Les intérêts du castor et de l’homme ne vont pas toujours de pair. Lors des divers programmes de réintroduction du castor, en Europe comme en Amérique, le succès de l’opération se mesurait au nombre de plaintes déposées pour des arbres abattus ! La cohabitation n’est pourtant pas impossible et le castor accepte volontiers la présence de l’homme, s’il ne le menace pas. Mais le retour des castors dans des régions fortement habitées n’a pas été sans surprises. Leurs barrages peuvent engendrer l’inondation de cultures, de prairies, voire de routes ; les arbres abattus ne sont pas toujours ceux attendus ; et les ingénieux rongeurs réaménagent parfois à leur manière des ouvrages hydroélectriques ! Dans le sud-est des États-Unis, les dégâts estimés dans l’industrie forestière sont très importants… quoi que les estimations données soient, il faut l’avouer, difficiles à établir de façon objective.

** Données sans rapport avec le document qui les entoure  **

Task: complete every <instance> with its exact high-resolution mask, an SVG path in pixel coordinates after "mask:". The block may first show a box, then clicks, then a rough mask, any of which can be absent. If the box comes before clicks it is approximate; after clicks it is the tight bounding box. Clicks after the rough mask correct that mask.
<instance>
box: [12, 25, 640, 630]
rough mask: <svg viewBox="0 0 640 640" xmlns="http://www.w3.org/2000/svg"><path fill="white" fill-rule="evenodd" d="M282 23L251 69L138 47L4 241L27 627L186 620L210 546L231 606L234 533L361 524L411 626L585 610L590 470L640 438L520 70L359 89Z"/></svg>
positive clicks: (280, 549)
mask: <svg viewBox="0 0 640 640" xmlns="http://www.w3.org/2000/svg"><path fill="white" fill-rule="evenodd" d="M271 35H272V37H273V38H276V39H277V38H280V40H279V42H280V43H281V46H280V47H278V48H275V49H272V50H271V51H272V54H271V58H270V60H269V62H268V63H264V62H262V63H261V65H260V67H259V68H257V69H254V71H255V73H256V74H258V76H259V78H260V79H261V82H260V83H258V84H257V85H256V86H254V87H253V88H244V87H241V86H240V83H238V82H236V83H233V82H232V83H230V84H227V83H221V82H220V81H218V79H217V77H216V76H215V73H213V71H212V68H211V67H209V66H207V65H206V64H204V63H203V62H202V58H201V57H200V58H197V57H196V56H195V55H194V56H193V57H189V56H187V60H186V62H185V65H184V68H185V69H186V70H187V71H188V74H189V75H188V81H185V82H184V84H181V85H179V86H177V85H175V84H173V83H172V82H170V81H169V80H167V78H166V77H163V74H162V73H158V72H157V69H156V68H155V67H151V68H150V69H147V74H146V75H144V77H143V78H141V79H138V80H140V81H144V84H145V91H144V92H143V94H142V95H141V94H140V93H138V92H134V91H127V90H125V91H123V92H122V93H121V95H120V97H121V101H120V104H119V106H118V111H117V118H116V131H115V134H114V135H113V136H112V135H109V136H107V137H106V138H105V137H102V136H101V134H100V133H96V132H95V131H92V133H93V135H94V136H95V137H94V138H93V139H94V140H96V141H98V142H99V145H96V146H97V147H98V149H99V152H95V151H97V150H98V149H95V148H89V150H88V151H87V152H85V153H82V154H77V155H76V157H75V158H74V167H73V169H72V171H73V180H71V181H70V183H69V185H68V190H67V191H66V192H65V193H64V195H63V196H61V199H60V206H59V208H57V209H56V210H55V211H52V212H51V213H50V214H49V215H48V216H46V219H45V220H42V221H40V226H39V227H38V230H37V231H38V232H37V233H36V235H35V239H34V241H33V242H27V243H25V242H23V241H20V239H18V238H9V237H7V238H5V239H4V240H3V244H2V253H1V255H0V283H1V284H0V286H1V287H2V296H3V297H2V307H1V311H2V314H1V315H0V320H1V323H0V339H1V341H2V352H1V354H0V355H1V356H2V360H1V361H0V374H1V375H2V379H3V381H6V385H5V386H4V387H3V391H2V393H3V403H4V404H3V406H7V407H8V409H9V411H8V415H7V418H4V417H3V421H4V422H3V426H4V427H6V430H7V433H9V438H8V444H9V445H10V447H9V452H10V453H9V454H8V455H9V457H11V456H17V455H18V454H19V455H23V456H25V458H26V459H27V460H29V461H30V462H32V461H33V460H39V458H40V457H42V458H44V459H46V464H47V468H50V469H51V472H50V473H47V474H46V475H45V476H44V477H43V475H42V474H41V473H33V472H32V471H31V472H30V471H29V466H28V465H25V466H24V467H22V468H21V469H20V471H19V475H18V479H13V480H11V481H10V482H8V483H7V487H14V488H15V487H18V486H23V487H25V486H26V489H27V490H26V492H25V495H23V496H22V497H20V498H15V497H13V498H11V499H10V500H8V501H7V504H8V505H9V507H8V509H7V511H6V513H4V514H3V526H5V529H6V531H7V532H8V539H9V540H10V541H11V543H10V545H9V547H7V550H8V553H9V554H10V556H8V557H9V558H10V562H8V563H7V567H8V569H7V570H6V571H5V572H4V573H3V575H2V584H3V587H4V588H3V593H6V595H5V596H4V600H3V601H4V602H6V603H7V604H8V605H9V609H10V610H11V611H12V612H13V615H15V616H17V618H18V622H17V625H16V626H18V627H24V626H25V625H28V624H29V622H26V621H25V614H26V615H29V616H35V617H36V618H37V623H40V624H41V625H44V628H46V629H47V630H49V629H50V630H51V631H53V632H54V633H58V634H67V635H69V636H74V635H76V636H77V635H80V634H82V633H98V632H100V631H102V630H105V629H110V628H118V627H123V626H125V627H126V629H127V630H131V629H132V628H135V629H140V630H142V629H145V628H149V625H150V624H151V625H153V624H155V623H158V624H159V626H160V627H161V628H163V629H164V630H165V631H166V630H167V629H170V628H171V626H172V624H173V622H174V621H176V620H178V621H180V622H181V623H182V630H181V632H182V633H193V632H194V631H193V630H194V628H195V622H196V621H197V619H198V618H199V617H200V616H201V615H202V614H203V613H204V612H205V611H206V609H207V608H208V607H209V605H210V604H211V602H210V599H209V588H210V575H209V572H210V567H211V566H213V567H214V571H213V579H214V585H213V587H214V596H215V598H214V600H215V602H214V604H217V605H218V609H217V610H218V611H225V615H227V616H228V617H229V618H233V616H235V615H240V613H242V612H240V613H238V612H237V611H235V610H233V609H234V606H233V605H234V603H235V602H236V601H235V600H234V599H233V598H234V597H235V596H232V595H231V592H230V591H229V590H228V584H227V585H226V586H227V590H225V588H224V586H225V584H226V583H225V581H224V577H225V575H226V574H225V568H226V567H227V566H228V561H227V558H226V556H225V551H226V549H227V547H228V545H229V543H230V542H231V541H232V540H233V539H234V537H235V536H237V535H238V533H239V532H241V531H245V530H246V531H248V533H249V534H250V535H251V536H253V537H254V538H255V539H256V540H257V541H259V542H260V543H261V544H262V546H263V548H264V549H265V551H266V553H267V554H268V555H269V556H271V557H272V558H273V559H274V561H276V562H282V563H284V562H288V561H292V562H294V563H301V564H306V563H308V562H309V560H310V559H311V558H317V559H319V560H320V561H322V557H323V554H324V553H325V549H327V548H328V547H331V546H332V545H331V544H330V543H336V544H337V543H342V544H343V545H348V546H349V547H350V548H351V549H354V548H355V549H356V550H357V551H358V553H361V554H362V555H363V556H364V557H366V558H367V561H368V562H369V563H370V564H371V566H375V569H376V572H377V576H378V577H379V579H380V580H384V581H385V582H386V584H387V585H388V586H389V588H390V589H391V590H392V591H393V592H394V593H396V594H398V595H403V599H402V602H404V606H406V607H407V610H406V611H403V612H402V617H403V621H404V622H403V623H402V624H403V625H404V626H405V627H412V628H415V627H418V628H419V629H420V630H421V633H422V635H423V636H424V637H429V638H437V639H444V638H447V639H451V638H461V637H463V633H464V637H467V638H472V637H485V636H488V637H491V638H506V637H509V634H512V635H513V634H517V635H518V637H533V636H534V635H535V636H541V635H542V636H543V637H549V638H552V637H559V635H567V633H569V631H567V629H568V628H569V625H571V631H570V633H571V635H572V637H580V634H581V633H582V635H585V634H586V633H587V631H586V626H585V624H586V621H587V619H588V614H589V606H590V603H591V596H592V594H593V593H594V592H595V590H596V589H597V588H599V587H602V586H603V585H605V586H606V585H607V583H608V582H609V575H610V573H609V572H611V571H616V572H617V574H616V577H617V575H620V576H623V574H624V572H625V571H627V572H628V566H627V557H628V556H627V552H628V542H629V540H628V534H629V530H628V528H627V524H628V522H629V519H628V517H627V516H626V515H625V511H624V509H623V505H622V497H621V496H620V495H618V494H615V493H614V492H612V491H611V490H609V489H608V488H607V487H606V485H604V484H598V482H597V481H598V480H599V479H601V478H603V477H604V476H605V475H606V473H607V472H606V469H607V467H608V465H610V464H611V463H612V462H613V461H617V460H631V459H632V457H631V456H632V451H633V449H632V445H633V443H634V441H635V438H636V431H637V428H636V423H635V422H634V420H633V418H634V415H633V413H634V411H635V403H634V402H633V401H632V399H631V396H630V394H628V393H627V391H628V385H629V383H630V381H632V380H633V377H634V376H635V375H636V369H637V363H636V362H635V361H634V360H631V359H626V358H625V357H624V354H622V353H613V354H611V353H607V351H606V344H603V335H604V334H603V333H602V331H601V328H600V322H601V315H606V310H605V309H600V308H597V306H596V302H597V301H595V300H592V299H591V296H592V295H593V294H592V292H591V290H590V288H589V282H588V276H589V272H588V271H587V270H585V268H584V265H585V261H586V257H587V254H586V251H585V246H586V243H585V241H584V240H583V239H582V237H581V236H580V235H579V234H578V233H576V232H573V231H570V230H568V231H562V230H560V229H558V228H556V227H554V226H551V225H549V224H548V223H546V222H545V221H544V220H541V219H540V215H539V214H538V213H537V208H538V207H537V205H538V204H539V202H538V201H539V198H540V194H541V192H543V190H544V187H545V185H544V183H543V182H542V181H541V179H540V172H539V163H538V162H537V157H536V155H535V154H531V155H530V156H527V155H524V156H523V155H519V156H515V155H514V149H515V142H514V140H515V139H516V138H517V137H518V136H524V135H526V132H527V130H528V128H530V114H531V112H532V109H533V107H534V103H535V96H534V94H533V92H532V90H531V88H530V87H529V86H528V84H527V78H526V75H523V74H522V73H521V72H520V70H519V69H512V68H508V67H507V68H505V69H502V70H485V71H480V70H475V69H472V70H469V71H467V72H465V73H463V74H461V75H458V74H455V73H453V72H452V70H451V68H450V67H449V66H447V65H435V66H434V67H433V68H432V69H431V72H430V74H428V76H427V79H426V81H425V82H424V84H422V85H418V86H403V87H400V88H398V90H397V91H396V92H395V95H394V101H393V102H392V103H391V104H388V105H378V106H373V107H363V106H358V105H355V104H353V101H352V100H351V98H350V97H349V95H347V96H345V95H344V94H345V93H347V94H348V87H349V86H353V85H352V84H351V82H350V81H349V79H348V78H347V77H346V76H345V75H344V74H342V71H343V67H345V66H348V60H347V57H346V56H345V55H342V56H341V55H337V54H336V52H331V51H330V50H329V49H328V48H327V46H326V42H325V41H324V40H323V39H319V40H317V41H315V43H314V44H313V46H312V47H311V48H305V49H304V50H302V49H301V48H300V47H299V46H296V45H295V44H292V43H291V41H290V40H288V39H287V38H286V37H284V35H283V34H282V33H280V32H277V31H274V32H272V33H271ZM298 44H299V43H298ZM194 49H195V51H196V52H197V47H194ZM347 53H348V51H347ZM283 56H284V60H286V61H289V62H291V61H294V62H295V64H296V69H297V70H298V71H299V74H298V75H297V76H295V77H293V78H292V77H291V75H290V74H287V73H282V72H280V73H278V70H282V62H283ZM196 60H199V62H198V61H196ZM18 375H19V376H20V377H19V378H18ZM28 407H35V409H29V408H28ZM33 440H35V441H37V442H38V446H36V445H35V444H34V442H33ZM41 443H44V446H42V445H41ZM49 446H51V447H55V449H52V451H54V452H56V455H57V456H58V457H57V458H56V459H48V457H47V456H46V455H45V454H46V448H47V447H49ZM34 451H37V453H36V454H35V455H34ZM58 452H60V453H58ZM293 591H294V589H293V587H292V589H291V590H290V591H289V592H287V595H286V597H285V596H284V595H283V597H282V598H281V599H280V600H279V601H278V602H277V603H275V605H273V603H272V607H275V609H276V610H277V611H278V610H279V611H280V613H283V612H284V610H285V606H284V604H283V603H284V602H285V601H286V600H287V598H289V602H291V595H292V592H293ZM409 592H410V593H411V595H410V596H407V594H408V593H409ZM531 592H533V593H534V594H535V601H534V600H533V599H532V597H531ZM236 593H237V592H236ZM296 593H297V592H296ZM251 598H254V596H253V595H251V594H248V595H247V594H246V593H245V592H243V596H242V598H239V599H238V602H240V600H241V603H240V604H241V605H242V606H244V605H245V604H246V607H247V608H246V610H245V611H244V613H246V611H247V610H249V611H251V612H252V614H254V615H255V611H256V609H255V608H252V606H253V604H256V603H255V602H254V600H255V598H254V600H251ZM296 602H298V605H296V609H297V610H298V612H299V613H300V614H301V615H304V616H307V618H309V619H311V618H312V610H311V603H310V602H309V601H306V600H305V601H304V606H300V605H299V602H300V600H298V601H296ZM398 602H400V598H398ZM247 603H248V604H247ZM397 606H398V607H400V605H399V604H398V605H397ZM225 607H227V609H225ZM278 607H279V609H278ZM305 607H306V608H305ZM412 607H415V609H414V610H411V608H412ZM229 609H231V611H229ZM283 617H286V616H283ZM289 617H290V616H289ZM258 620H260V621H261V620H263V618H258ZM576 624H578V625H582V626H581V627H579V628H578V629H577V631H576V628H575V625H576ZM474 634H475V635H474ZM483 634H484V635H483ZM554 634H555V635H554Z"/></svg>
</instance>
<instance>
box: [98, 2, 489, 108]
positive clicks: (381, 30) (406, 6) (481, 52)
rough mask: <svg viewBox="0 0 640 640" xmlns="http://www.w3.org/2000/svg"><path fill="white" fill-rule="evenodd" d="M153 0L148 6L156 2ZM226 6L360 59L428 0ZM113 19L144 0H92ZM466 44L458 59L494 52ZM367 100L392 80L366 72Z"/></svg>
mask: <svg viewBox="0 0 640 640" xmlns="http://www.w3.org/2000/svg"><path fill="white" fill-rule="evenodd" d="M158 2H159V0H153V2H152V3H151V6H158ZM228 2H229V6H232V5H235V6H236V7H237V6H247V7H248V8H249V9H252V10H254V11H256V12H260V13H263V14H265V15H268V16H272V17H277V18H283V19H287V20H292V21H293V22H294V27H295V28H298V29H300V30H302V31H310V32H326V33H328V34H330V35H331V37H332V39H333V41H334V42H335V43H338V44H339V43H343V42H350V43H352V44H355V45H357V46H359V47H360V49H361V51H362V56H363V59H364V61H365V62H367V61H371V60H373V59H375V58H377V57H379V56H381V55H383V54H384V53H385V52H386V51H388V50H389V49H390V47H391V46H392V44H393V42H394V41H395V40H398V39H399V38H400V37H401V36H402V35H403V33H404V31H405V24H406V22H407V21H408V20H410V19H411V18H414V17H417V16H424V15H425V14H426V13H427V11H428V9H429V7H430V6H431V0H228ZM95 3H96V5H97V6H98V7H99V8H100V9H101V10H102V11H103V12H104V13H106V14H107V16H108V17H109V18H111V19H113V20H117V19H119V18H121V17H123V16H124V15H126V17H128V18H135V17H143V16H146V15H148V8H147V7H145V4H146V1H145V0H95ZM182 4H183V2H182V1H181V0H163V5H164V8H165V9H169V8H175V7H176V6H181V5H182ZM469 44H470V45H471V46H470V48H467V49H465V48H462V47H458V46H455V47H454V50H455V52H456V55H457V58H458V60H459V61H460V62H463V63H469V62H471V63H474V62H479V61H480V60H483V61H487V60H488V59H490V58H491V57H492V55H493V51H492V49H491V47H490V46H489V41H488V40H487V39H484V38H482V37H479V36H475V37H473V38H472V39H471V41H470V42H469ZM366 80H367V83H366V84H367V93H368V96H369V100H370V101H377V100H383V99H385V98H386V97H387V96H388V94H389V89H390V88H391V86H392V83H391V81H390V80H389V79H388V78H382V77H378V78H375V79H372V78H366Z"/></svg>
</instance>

   Le problème est similaire avec le castor européen. En France, depuis 1987, l’Office national de la chasse et de la faune sauvage (O.N.C.F.S.) est chargé d’évaluer les dégâts occasionnés par les castors, d’étudier les solutions possibles, mais aussi d’assurer un suivi de l’évolution des populations de castors et de participer au programme de réintroduction — qui a commencé dans les années 1970. Le castor est présent aujourd’hui notamment le long des berges du Rhône et de ses affluents, dans le sud-est du Massif central, le long des fleuves côtiers du Languedoc, dans le bassin de la Loire et en Alsace. Des difficultés surgissent dans des zones d’arboriculture intensive, comme les vallées de l’Ardèche, des Bouches-du-Rhône, de la Drôme, du Gard, de la Savoie et du Vaucluse. Les dégâts constatés, dont l’essentiel survient dans un rayon de 30 m autour des berges, concernent les arbres, et dans une proportion importante, des arbres fruitiers. Les dommages causés aux arbres sont constitués de branches basses coupées, d’arbres abattus ou, moins fréquemment, d’écorçage sur pied. La moitié des problèmes survient le long des cours d’eau de moins de trois mètres de large, qu’il s’agisse de ruisseaux, de fossés de drainage et de canaux d’arrosage ou d’irrigation. La solution la plus simple consiste à prélever quelques castors pour les déplacer et repeupler d’autres régions. Il est également possible de barrer, un peu en aval, le canal conduisant les castors aux arbres à protéger. De même, poser un grillage de 80 cm de haut sur 25 m de long sur chacune des deux rives du cours d’eau, empêchera les castors, trop prudents pour marcher si longtemps, d’atteindre les arbres.